Programme

Enseignement supérieur

Les propositions d'Objectif France


Notre enseignement supérieur et notre recherche sont des atouts déterminants pour la performance et le rayonnement de notre pays. L’Etat doit accompagner la pluralité de ses acteurs pour qu’ils offrent à la Nation ce qu’ils ont de meilleur. Les choix stratégiques relèvent d’abord de ces derniers, selon un principe de subsidiarité. Il faut affirmer la culture de responsabilité, inhérente à la logique d’autonomie. Ce sont les projets développés sur différents sites qui conduisent à des rapprochements éventuels et souhaitables entre les différents acteurs, et non l’inverse comme a tenté de l’imposer le ministère depuis 2012. L’avenir verra progresser l’autonomie en l’amplifiant, conformément au projet initial de 2007. Le temps des structures est derrière nous. Le temps des hommes et des femmes est lui, résolument, devant nous. L’étudiant, l’enseignant-chercheur et le chercheur doivent être placés au cœur de ce projet qui vise à faire de la France la première puissance européenne d’ici à dix ans en matière d’enseignement supérieur et de recherche.

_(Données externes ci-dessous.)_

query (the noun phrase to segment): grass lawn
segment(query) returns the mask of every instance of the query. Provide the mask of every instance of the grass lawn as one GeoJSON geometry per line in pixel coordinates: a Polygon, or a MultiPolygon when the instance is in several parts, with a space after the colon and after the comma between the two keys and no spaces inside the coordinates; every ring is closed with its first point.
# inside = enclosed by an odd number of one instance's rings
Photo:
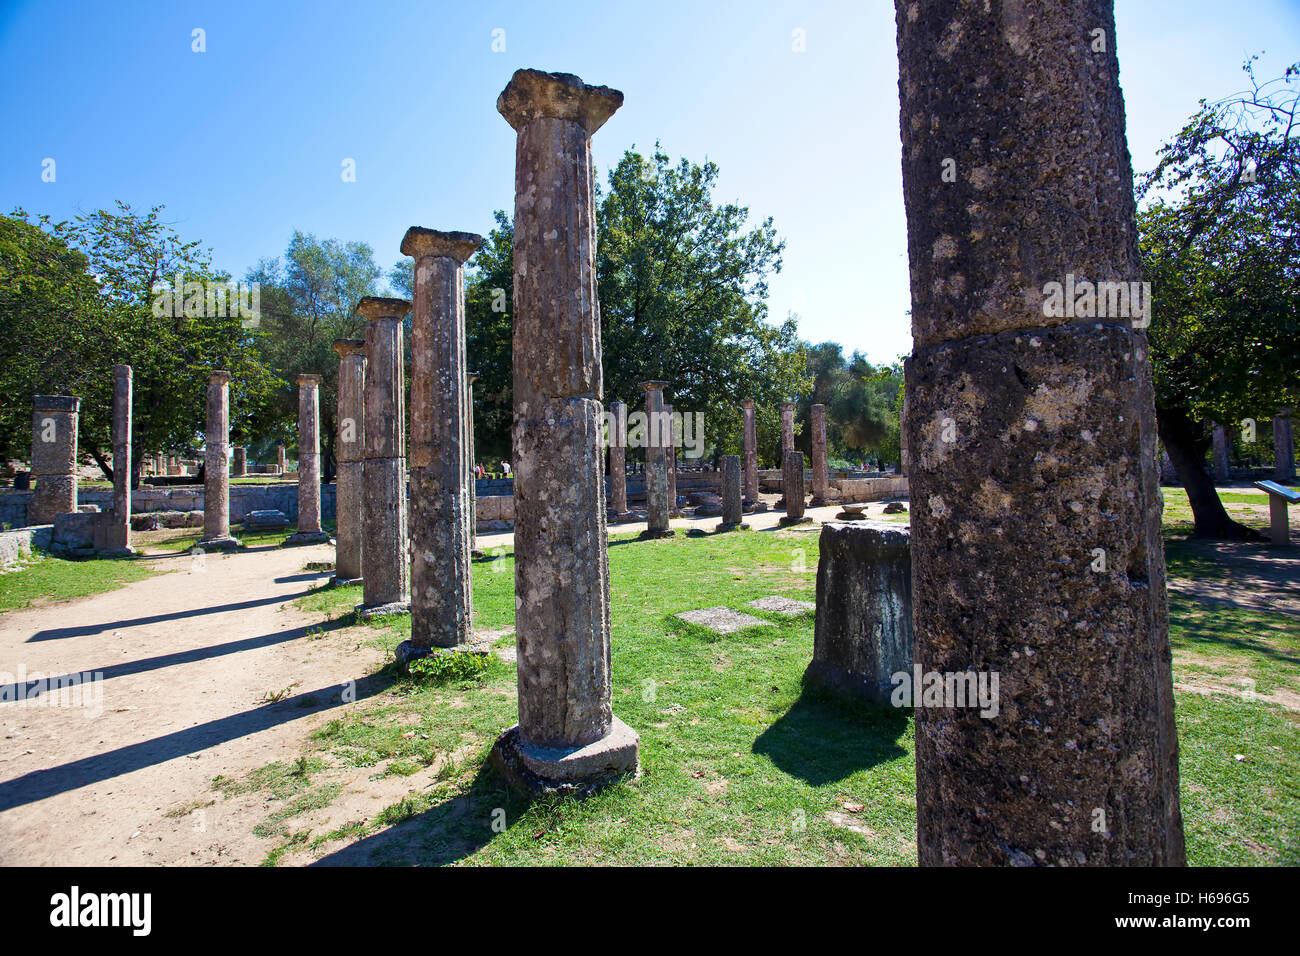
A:
{"type": "Polygon", "coordinates": [[[134,558],[65,561],[37,551],[21,568],[0,573],[0,613],[112,591],[155,573],[134,558]]]}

L’enseignement supérieur et la recherche française fonctionnent aujourd’hui comme un système doublement dual, qui camoufle des insuffisances criantes derrières des réussites remarquables pour plusieurs raisons : - d’une part, une dualité d’un enseignement supérieur qui offre des formations d’excellence à travers les Grandes Écoles, les IUT et de nombreux masters d’université, mais laisse de nombreux étudiants sans diplôme, ou avec des diplômes aux débouchés faibles ;
- d’autre part, une dualité de la recherche qui, tout en continuant à fournir des médailles Fields et prix Nobel, marque le pas en termes de publications, brevets, et par rapport à la part de PIB dédiée, paupérisant les laboratoires comme les chercheurs dès le début de leur carrière, au risque de départs massifs à l’étranger et d’un déclassement de notre pays jadis si innovant.

Ce système échoue également à tenir la promesse de la démocratisation de l’enseignement supérieur. Pire, il voit s’accentuer la reproduction sociale, en réduisant l’accès des enfants issus des classes populaires aux Grandes Écoles. La France est ainsi dans une situation paradoxale : c’est le pays de l’OCDE où il y a le plus de redistribution des ressources entre ceux qui ont les revenus les plus élevés et ceux qui ont les revenus les plus faibles et le pays où il y a le moins de mobilité sociale entre les générations.

L’enseignement supérieur et la recherche prospèrent ainsi dans une triple impasse, caractéristique de nos politiques publiques :

- un excès de centralisation qui étouffe les initiatives, assèche les passerelles, déresponsabilise les établissements, les enseignants, les chercheurs et les étudiants ;
- un cloisonnement entre l’enseignement, la recherche publique et l’entreprise, qui ne se parlent pas ou pas assez, malgré les efforts de beaucoup d’acteurs, et où les ressources privées manquent autant que les ressources publiques, les pays les plus dynamiques sur le temps long (États-Unis, Corée du Sud, Allemagne, etc.) dépensant bien plus que la France en matière de recherche (entre 3 % et 4,5 % du PIB contre 2,2 %) ;
- un égalitarisme de façade qui, au nom d’un accès de tous à l’université, envoie des milliers de jeunes dans des voies de garage, facteur de ressentiment.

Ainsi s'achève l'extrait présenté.